The church reference is no accident, however. Numerous poems throughout the book display traces of what seems to have been a Catholic education – and a continuing interest in, if not preoccupation with, some of the issues it must have raised. In ‘Venerdi Santo’, for instance, she notes that: ‘Keen on profit, shops stay open through the hours of agony’. Titles such as ‘The Global Rewards Redemption Centre’ and ‘La Penserosa’ are also indicative, the latter talking of a ‘truncated simile / swathed in religion’s cold abstract love’. Sometimes single lines can leave an indelible spiritual impression: ‘The dead enrich the soil with their ruin. (‘Rostra’). At other times there are witty adaptations: ‘Your true self has left / the square halo of a living saint’. (‘Oh Anachronism’).

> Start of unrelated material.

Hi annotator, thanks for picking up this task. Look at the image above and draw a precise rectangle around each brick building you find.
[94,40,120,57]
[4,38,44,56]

In the second half of this New and Selected Ryan also begins to travel beyond the confines of inner-city Sydney and Melbourne. In ‘Travellers from the New World’, she attempts almost a mini-version of her friend John Forbes’ classic, ‘Europe: A Guide for Ken Searle’. (‘England was antipodean must / Switzerland was grouse We stayed with friends’). Vietnam gets a mention, even if only a satirical one, via the mouth of a returning Aussie tourist. ‘This restaurant’s divine They’re refugees / Asians are beautiful don’t you think, quite hairless / She wore apricot chiffon There were kids everywhere / So demanding. Am I missing? / I guess you’re going soon…’ (‘Eating Vietnamese’).

Another feature of the book’s second half is Ryan’s increasing use of traditional forms, especially sonnets (and, in one case, a sestina). Here the poet often uses a steady iambic pentameter and regular rhyme scheme which make the poems seem more timeless than contemporary (as much of the rest of Ryan’s work so clearly is). The last two lines of ‘When I consider’ show something of this effect: ‘and chafing through the cars I fall to think / how sorrows lift and pleasures cauterise’, the last line a paradox even Shakespeare or Donne might have been proud of.

An equally traditional development towards the end of the book is the increasingly frequent use of Greek myth, a strategy which has not been much in vogue since the nineteenth century but which Ryan employs either to evoke the detail and emotions of the original circumstance or to show its modern applications (sometimes both in the same poem). Not unlike the late Peter Porter, Gig Ryan also ranges freely across some interesting historical figures: Paganini, Mary Wollstonecraft, Pushkin, Cosima Wagner, Savonarola and Tchaikovsky, to name a few. These mainly short poems are often clearly articulated monologues. Several of them, for example ‘Paganini’ and ‘Pushkin’, are among Ryan’s most direct and forceful work.

Gig Ryan’s New & Selected will not, however, be an ‘easy read’ for everyone. It wasn’t for this reviewer. Some will feel the complexity of Ryan’s verse to be essential to its effect; others may argue that, at the very least, it blunts the impact of her more political poems. In this review I have discussed mainly poems which most readers will find accessible. A not unfair example of the many which are less so can be found in the opening stanza of the book’s closing poem, ‘Southern Aurora’: ‘You have to unclip the world to think it / from cloyed screen or scream words haste / their loot and return to her/his sleep-out / sucking troth’s lozenge / as the film waves magnolia / on brushed sky childhood seams / and a tinny cafe’s wine plaits the house languages and Euro-pop…’

‘Difficulty’ has been a feature of much good poetry for a long time. John Donne and Gerard Manley Hopkins are just two cases in point. Hart Crane and Wallace Stevens are a couple more. Whether or not a poem like ‘Southern Aurora’ is ‘difficult’ in the same way, and for the same reasons, may ultimately be a matter of an individual reader’s taste and temperament.